Currently I am trying to implement S^3FD face detector on TensorRT
Which is based on SSD detector, but I don’t want to parse from caffe prototxt file and trying to import the weight and build network native in tensorrt.
Now I have some problem about the last layer - detection_out.

Creation of network is ok but during enqueue to context a quest, TensorRT died without any error messaage. And Jupyter notebook kernel died.

I want to use Nvidia plugin layer created by

TENSORRTAPI INvPlugin * createSSDDetectionOutputPlugin(DetectionOutputParameters param)

I created the param structure like:

const char* createDetectionOutputPlugin(const char* name_c) {
        DetectionOutputParameters param = {
            true, false, 0, 2, 5000, 750, float(0.05), float(0.3), CodeTypeSSD::CENTER_SIZE,
            {0, 1, 2}, true, false
        IPlugin *ptr = createSSDDetectionOutputPlugin(param);
        return insertPlugin(name_c, ptr);

The input is mbox_loc, mbox_conf_flat, mbox_priorbox in right order.
Their output shape is like: (input image is at 1024 * 768)

mbox_loc: (263340, 1, 1)
mbox_conf_flat: (131670, 1, 1)
mbox_priorbox: (2, 263340, 1)

This shape is without batch N, and in DimsCHW format. I am not sure whether this is acceptable by detection output plugin.

PS1. the output shapes in caffe of these three layers are (1, 263340), (1, 131670), (1, 2, 263340), at least the number is correct. So I guess it is a problem of shape dimension order.

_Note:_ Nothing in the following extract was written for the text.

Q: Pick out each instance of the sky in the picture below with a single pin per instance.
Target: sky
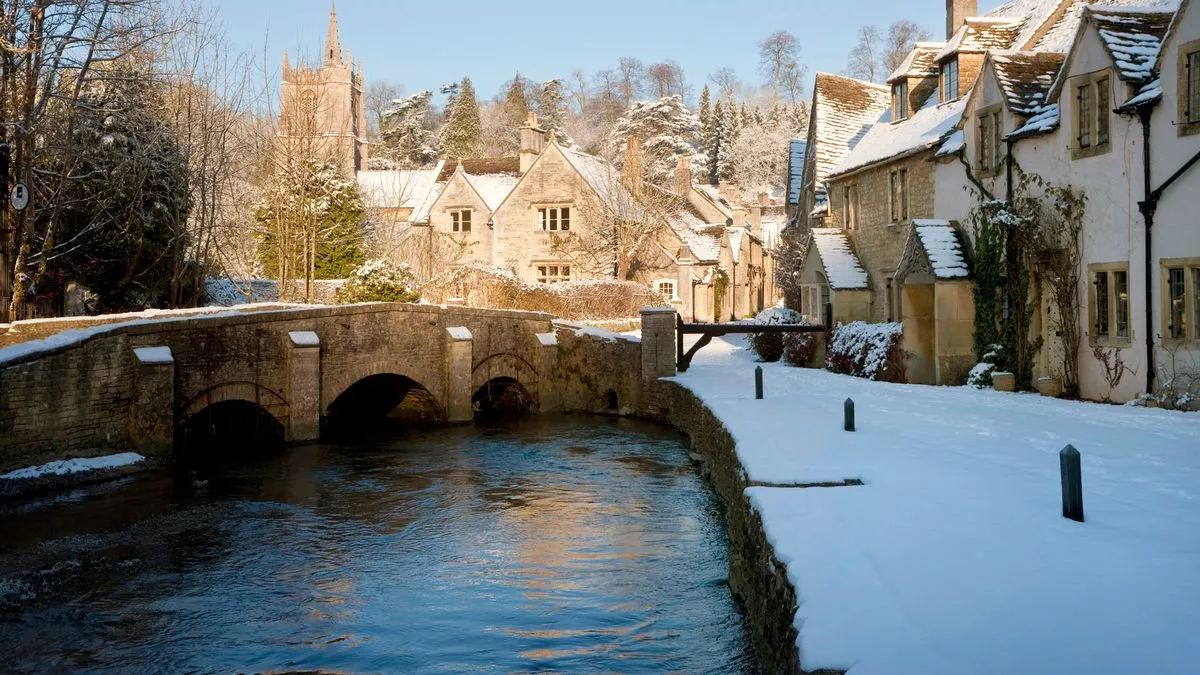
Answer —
(425, 45)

PS2. It should be the problem with DetectionOutput plugin, because I have tried erase this layer only and everything works fine during execution.

PS3. I have checked samples and in sampleUffSSD sample the network was converted from tensorflow and parse from UFF. I actually generate the plugin in the same way but didn’t work.

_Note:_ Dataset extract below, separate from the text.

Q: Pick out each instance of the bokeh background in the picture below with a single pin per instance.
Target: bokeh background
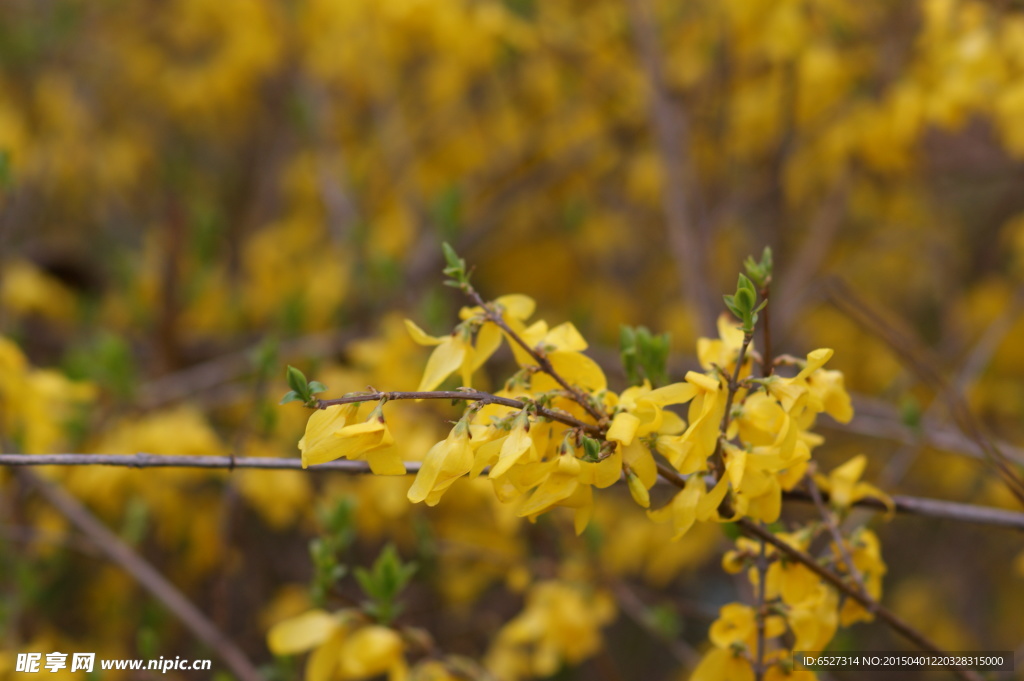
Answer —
(195, 194)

Any advice will be appreciated!

I’m almost sure that this should be a bug…

According to
My understanding for DetectionOutput plugin should be correct.
I also checked the value of the input tensors and they are all OK.
Additionally I tried to change the tensor shape all result in error message from TensorRT

Problem solved!

It is a problem related to topK parameter in DetectionOutput layer.
5000 is too large that TensorRT crushed during runtime.
After I reduce to below 2500 it runs fine.

Hi, @raobystorm,

Can I ask how did you solve the score prediction with multiple background labels in s^3fd? I found that you put the background label as 0. How did you deal with other background labels? You process it before NMS or you did it after the NMS?


Hi, @liuyoungshop
I assume by saying multiple background labels you mean the 2-classes predictions come from different size convolutional layers. Please refer to the original caffe implementation of S^3FD from SFZhang15:

You can find their deploy.prototxt in downloads from GoogleDrive or BaiduYun.

They flattened, permuted and concatenated all background labels into one tensor, before send it to NMS.
Which is corresponding to my label 0 input for DetectionOutput plugin.